Department of Philosophy
As Trinity marches boldly into the Future, I offer a few very strategic new ideas designed to enhance and position Trinity in a preeminently enhanced position. Submitted for your consideration:
1. Stick to bricks. The recent $12.6 million legal judgement against the College has put in question many cherished “bricks and mortar” projects now in the planning stage, including the completion of the original 19th-century Burgess master plan for Trinity — I refer of course to the “Very Long Walk,” the tree-lined, gothically detailed, digitally wired, community sensitive, academically rigorous, architectural corridor stretching from the Downes Memorial Arch to Medford, Massachusetts. (The plan includes several new dorms and a social center which will not be called the New Party Barn.) Rather than scrap this bold vision, I suggest that we adopt a simple cost-cutting strategy: Leave out the mortar. Mortar is always less attractive than the bricks it sticks to, and it is hard to clean. Without mortar, too, people can rearrange whole buildings to reflect their needs and moods. Against this proposal, some may say that since part of the height and width of brick walls is mortar, all the new buildings will be smaller and shorter than planned. But in my opinion most of the time people spend in buildings is spent either sitting or sleeping or (in the case of social centers) falling down. Five foot ceilings will have no impact on these activities.
2. The Temporal Sites Program. While our “Global Sites” program enlarges students’ geographical and cultural experience, few have commented on its temporal narrowness. Students may travel far in space, but find themselves still inhabiting the Now, just like the rest of us stay-at-homes. To overcome temporal provinciality, I propose that Trinity launch a program in Temporal Sites, in which students engage in intensive study in the remote past or far future. Examples include:– The ‘Sixties Semester: Students spend a semester wearing bell-bottoms and paisley, using the word “groovy” a lot, and protesting the War in Viet Nam. — Serf and Turf Program: A semester of fealty and subsistence farming on the main quad – what better way to explore the Y1K problem? Features: rooming with domestic animals; Bubonic Plague Exploratory Internship; Midterm bath.– 24th Century Perspectives Exchange Program with Star Fleet Academy: Meet Wesley Crusher, wear your Star Fleet jammies to class, and catch up on subspace gossip (in Klingon, of course). The Warp Core Curriculum includes: Space-Time Management; Ferengi Econometrics; Transporter Maintenance/Refrigerator Repair; Dilithium Crystal Gazing. Required: Set Phasers on Stun.

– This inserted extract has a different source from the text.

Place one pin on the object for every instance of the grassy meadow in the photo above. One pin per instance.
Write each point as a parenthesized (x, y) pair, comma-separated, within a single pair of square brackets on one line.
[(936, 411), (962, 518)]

3 TCCCCCJ. A recent survey revealed that 22% of adult Americans had heard of Trinity College. Yet, 89% had heard of Bob Hope, the 137 year old comedian (most recently in the news for entertaining our troops in Dunkirk). Why the disparity? One obvious reason is that Hope has a staff of joke writers — as many as a dozen working full time for him. How many joke writers does Trinity employ? Zero. The Trinity Center for Constructing Contagious Collegiate Jokes will close the gap. The Center will seek external funds to retain lots and lots of FTEs (Full Titter Equivalents) to infuse our curriculum with interdisciplinary, intradisciplinary, and crossdisciplinary one-liners, puns, sarcasm, and irony. We can say to the world, “Take our college — please.”
4. The Trinity Exclamation Initiative! We are very excited (!) about everything going on here, and yet if you look at Trinity promotional literature, you find many sentences that end with simple periods! Can a boring old period convey the inspiration, the hope, and the potential of these times?! Of course not! With the help of a grant from an anonymous (!!) donor, we will systematically upgrade our punctuation to reflect our true feelings! The Exclamation Initiative will also fund pilot programs to explore multiple exclamations (!!!) and their impact on our admissions pool!!!!! And even other kinds of punctuation, like smilies 🙂 and dotting our i’s with little flowers!!!!!!!! (Do not confuse this with the Trinity Center for the Study of Italics.)
In sum, I urge the Trustees, this week’s Administration, the PPC, EPC, SGA, TCAC, CLI, FBI, and CIA to look into these strategic plans right away, by next week at the latest. Oh, and we’ll need a new slogan too:
Trinity College: Liberal arts… with a difference …with a difference.